Los llamados repartidores de aplicativo son el símbolo más visibles del cuentapropismo que también califica en la categoría de uberización de la economía, es decir, la destrucción del empleo formal que no parecería preocuparle demasiado a la dirigencia en Argentina. Aquí el “Estado presente” no solo no hizo nada para frenar este deterioro de las condiciones objetivas de existencia del pueblo, sino que además lo aceleró mientras hablaba hipócritamente de la ayuda a los que menos tienen como única prioridad.

Las consecuencias están a la vista: el gobierno hambreador de Javier Milei se sostiene en el tiempo por la confrontación discursiva con aquellos “gerentes de la pobreza” que ya han repugnado al pueblo, mientras en rigor de verdad desmantela el mercado de trabajo y sienta las bases para la total destrucción del empleo industrial, aquel que resulta siendo el único capaz de reflotar en el tiempo la economía del país. Por el hastío que provocan los Grabois y los Belliboni genéricos es que pueden operar a cielo abierto los Milei y los Caputo, siempre y cuando las Sandra Petovello genéricas sigan en su lugar de guardianas, véase bien, de “los que menos tienen”.

Porque ni unos ni otros cuestionan la necesidad de la asistencia social, ninguno sugiere que esta deba de ser transitoria y desaparecer en el mediano plazo, cayendo por su propio peso a consecuencia del imperio del pleno empleo. La pobreza estructural, ese engendro de liberales, no es cuestionada por ninguna de las hinchadas en la lógica del Boca-River, se acepta como “natural” que miles y hasta millones de argentinos no tengan qué comer, estén “caídos del sistema” y deban necesariamente recurrir al Estado para no perecer.

En ese sentido, como siempre, los liberales por derecha y por izquierda también son siameses opuestos en un espejo.

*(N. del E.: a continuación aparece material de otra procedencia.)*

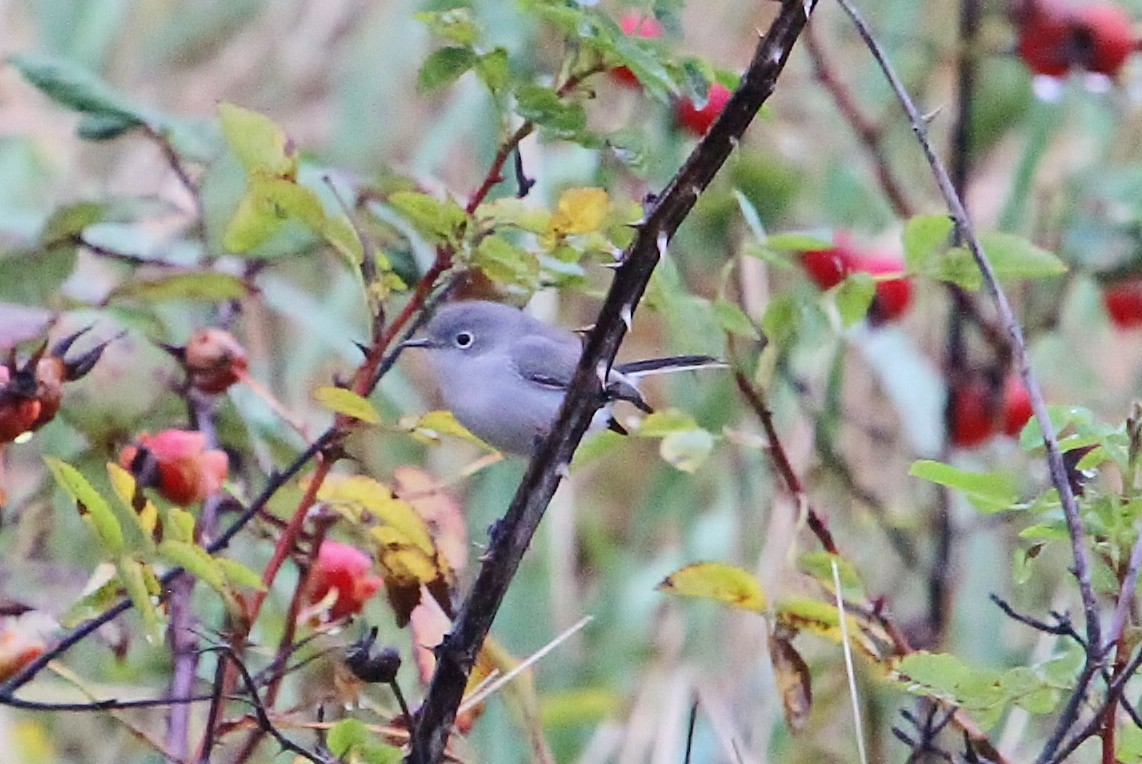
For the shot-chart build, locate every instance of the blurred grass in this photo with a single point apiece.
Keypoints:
(339, 75)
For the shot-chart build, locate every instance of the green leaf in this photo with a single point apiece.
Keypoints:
(443, 67)
(179, 524)
(208, 286)
(433, 425)
(797, 242)
(992, 491)
(71, 219)
(267, 204)
(493, 70)
(545, 107)
(733, 320)
(665, 423)
(956, 266)
(104, 127)
(239, 574)
(686, 450)
(643, 58)
(439, 218)
(78, 89)
(781, 318)
(819, 564)
(339, 233)
(935, 674)
(347, 402)
(345, 736)
(713, 580)
(854, 296)
(259, 143)
(750, 215)
(507, 264)
(195, 561)
(456, 25)
(96, 601)
(1014, 258)
(33, 276)
(924, 238)
(91, 506)
(142, 587)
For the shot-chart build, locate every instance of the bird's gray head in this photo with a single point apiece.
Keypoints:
(469, 328)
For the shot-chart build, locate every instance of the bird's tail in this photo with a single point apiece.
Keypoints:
(636, 369)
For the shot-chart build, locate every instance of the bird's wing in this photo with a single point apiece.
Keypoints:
(636, 369)
(546, 360)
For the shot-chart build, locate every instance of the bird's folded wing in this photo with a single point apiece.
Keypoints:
(546, 361)
(649, 367)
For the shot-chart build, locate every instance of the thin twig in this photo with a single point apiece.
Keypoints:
(756, 401)
(458, 651)
(870, 136)
(1011, 326)
(847, 651)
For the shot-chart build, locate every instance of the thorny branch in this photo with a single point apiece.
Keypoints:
(1095, 651)
(513, 533)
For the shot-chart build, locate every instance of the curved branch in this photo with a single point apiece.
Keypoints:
(513, 533)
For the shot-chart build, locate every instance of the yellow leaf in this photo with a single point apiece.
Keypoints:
(794, 682)
(347, 402)
(820, 618)
(433, 425)
(122, 483)
(402, 561)
(364, 493)
(259, 143)
(93, 507)
(442, 512)
(714, 580)
(579, 210)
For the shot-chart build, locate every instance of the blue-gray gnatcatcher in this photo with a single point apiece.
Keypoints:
(504, 374)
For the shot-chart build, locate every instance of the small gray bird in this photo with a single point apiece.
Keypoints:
(504, 374)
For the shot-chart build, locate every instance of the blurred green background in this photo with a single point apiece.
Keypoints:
(854, 407)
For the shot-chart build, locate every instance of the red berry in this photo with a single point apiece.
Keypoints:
(1124, 303)
(177, 464)
(215, 360)
(1016, 405)
(893, 296)
(1055, 37)
(19, 409)
(696, 120)
(635, 25)
(827, 267)
(1045, 37)
(346, 569)
(971, 413)
(1104, 37)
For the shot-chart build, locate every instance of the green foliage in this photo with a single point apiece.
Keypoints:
(392, 153)
(986, 693)
(351, 741)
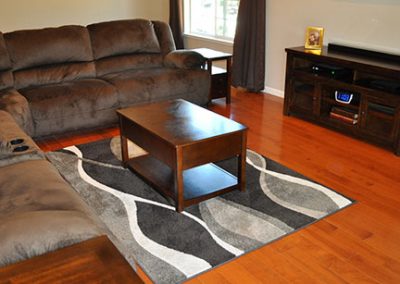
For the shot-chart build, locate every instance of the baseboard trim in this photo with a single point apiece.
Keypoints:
(274, 92)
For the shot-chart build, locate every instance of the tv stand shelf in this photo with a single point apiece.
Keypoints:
(350, 90)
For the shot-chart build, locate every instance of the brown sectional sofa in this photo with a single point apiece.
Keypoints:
(56, 80)
(62, 79)
(39, 211)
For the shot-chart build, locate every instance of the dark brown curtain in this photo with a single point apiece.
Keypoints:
(176, 21)
(248, 67)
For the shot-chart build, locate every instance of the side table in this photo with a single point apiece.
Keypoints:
(220, 78)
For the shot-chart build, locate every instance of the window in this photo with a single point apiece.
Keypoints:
(211, 18)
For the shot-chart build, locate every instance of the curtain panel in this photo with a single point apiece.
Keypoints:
(248, 68)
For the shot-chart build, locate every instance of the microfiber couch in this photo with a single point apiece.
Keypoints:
(57, 80)
(68, 78)
(39, 211)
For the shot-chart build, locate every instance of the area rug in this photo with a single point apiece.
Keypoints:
(172, 247)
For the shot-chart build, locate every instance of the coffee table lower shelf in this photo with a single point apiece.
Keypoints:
(199, 183)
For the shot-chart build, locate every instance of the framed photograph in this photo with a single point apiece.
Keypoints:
(314, 37)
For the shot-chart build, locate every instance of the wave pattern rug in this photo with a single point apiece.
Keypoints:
(172, 247)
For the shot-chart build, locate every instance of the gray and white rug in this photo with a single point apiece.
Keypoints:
(172, 247)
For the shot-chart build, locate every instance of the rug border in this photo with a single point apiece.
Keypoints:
(270, 242)
(352, 202)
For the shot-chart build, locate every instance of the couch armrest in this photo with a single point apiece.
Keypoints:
(15, 145)
(184, 59)
(16, 104)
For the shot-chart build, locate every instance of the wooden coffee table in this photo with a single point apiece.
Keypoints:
(183, 140)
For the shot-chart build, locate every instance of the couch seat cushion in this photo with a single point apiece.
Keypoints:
(71, 105)
(156, 84)
(40, 212)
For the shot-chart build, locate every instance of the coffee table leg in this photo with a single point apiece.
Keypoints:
(242, 165)
(124, 151)
(179, 200)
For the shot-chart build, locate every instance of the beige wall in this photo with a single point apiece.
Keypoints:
(368, 23)
(25, 14)
(372, 24)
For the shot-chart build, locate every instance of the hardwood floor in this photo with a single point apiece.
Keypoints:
(360, 244)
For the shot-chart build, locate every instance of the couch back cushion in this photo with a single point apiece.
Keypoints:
(6, 79)
(50, 55)
(124, 44)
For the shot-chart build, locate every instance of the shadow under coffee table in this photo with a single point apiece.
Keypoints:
(183, 140)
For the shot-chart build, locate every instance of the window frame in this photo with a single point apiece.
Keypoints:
(187, 26)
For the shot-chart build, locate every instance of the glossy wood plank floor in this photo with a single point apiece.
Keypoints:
(360, 244)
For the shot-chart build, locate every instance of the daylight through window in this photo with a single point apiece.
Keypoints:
(211, 18)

Se pelean por el color de la camiseta mientras parasitan al peronismo tergiversando unos la noción de justicia social y acaparando otros el sentido común de las mayorías, sin que el proceso de destrucción del trabajo resulte jamás siendo puesto en cuestión. El proceso de preperonización sigue en curso, más o menos lento, pero inexorable. Mientras no podemos sino exigir la repartija de litros de leche o kilos de yerba que pueden significar la diferencia entre la vida o la muerte de miles de compatriotas, todos los días se pierden puestos de trabajo, acaso rubricando el certificado de defunción de la propia patria.

Y la politiquería allí, peleando por las achuras.